Given conflicting expert recommendations and lack of strong evidence supporting standardization of practice for children with SSSS, we hypothesized that there is substantial variation in diagnostic test use. Variation in diagnostic testing and associated costs across hospitals has not been well described in the literature. Similarly, it is unclear whether a lower rate of test use is associated with differences in patient outcomes. With increasing attention on diagnostic test stewardship,2226  understanding the role of diagnostic testing in SSSS is needed to promote more judicious use and help decrease unnecessary health care costs. Our aim with this study is to describe the variation in diagnostic testing across multiple US children’s hospitals and to determine if patterns in diagnostic testing are associated with differences in hospital length of stay (LOS), cost, readmission rates, and emergency department (ED) revisits.

We performed a multicenter, retrospective cohort study using data from 35 free-standing tertiary care US children’s hospitals located across 24 states within the Pediatric Health Information System (PHIS) database. The PHIS database is maintained by the Children’s Hospital Association in Lenexa, Kansas, and contains deidentified patient data, including demographics, diagnoses (with International Classification of Diseases, Ninth Revision, Clinical Modification [ICD-9-CM] and International Classification of Diseases, 10th Revision, Clinical Modification [ICD-10-CM]), procedures, and daily billing information. Participating hospitals and the Children’s Hospital Association ensure the quality and reliability of the data.27  The local institutional review board determined that this study did not constitute human subjects research because the information was deidentified.
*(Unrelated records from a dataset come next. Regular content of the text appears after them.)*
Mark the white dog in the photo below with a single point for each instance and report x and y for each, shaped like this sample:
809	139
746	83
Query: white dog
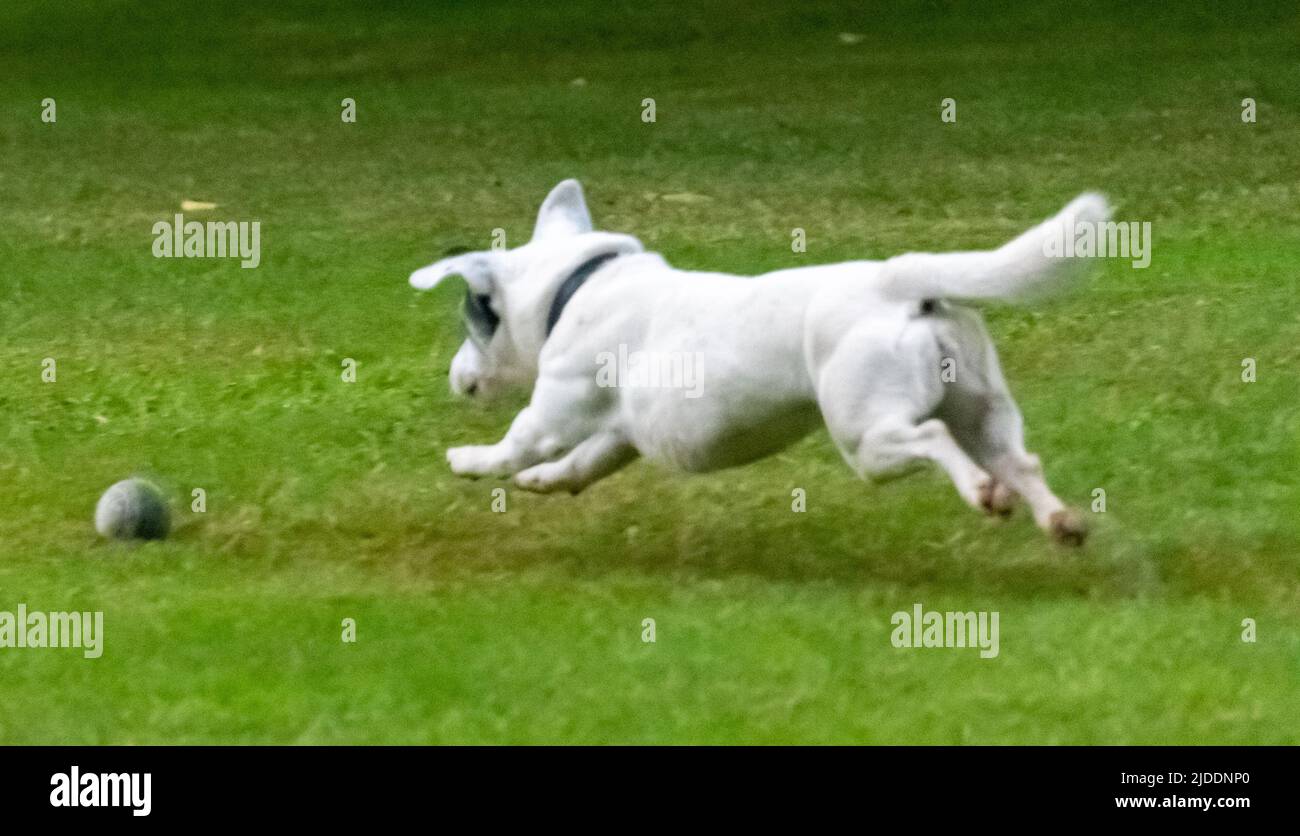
875	350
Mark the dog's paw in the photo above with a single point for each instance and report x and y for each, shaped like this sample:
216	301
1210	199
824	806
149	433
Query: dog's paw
540	479
1067	527
996	498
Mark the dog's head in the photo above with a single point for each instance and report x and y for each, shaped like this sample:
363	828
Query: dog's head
510	293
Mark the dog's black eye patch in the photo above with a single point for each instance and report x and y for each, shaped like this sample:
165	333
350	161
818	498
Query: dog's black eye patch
480	320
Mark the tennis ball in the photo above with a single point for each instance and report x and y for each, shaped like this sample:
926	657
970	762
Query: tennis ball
133	510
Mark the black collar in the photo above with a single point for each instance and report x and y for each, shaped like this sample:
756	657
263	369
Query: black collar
571	286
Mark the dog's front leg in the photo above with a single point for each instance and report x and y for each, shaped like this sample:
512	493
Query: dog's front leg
524	445
593	459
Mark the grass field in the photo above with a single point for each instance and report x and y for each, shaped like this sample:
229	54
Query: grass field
329	499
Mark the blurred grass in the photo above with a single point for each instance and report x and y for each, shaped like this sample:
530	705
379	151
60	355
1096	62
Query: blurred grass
330	501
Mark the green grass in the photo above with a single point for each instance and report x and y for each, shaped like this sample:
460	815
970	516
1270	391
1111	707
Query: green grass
330	501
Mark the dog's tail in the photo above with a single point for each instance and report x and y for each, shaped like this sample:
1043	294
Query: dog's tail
1018	269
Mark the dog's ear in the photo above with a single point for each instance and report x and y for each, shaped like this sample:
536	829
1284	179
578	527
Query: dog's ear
479	269
563	212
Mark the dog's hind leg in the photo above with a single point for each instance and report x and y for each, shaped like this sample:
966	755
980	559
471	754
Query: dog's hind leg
999	445
891	447
875	399
590	460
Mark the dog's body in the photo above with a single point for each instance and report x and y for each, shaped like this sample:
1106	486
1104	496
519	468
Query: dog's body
874	350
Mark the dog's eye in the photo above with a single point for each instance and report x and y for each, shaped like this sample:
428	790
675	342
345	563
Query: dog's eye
480	320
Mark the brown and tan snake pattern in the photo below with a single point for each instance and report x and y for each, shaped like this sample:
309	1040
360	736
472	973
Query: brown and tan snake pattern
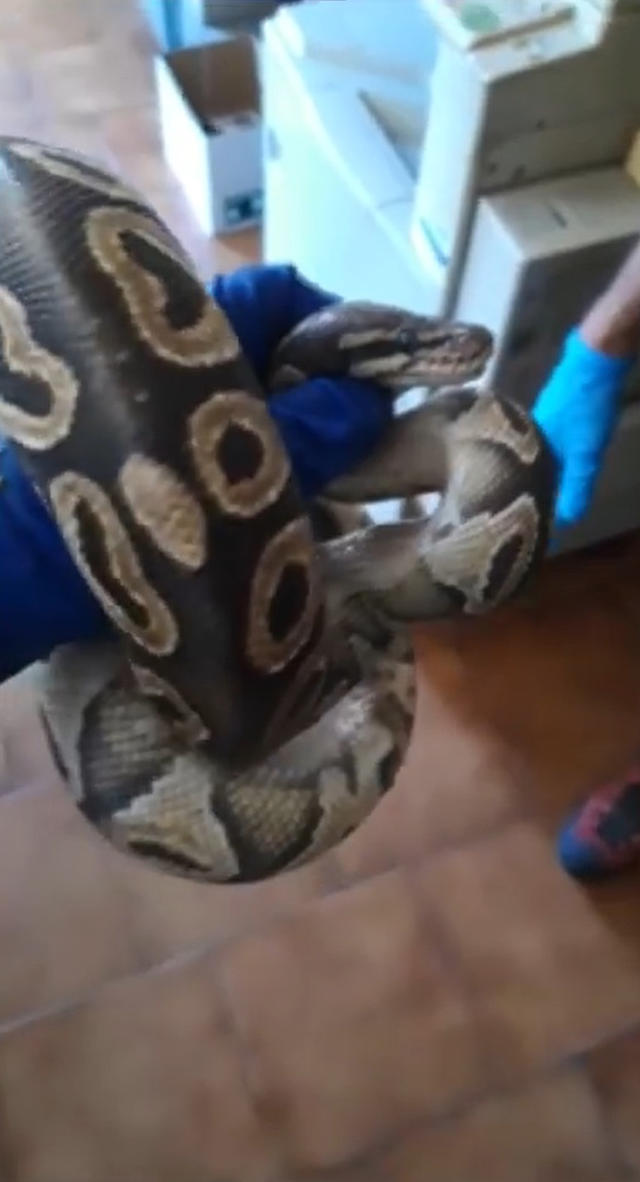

We included children aged 0 to 18 years who were hospitalized from July 2011 to June 2016 with a primary or secondary diagnosis of SSSS (ICD-9-CM: 695.81; ICD-10-CM: L00). We excluded children who were transferred from another hospital because patient data from the index hospital are not accessible in the PHIS database. We excluded children with complex chronic medical conditions as defined by Feudtner et al28  because these children may warrant a different diagnostic approach compared with the general population. Additionally, to minimize diagnostic ambiguity, we excluded children if they were coded for an alternative dermatologic diagnosis as a primary or secondary diagnosis (eg, scarlet fever or Stevens-Johnson Syndrome) (Supplemental Table 3). Finally, we excluded hospitals with <10 children with SSSS during the study period because of concern that individual patient cases may dramatically skew aggregate data for a hospital because of low patient volumes.

Patient variables included age, sex, ethnicity and/or race, payer type, level of care, and illness severity. Age was divided into the following categories: 0 to 59 days, 2 to 11 months, 1 to 4 years (preschool-aged), 5 to 10 years (school-aged), and 11 to 18 years (adolescent). Infants from 0 to 59 days of age were divided into a separate age group than older infants because they may warrant a different diagnostic approach. Racial and ethnic data were classified as white (non-Hispanic), African American (non-Hispanic), Hispanic, or other. Payer types were categorized as government (such as Medicaid), private, or other. Illness severity was assessed by using the All Patient Refined Diagnosis Related Group (3M, Maplewood, MN) severity levels.29  Level of care was classified as either intensive care or acute care. We characterized hospitals by US region, assigned as Northeast, Midwest, South, and West.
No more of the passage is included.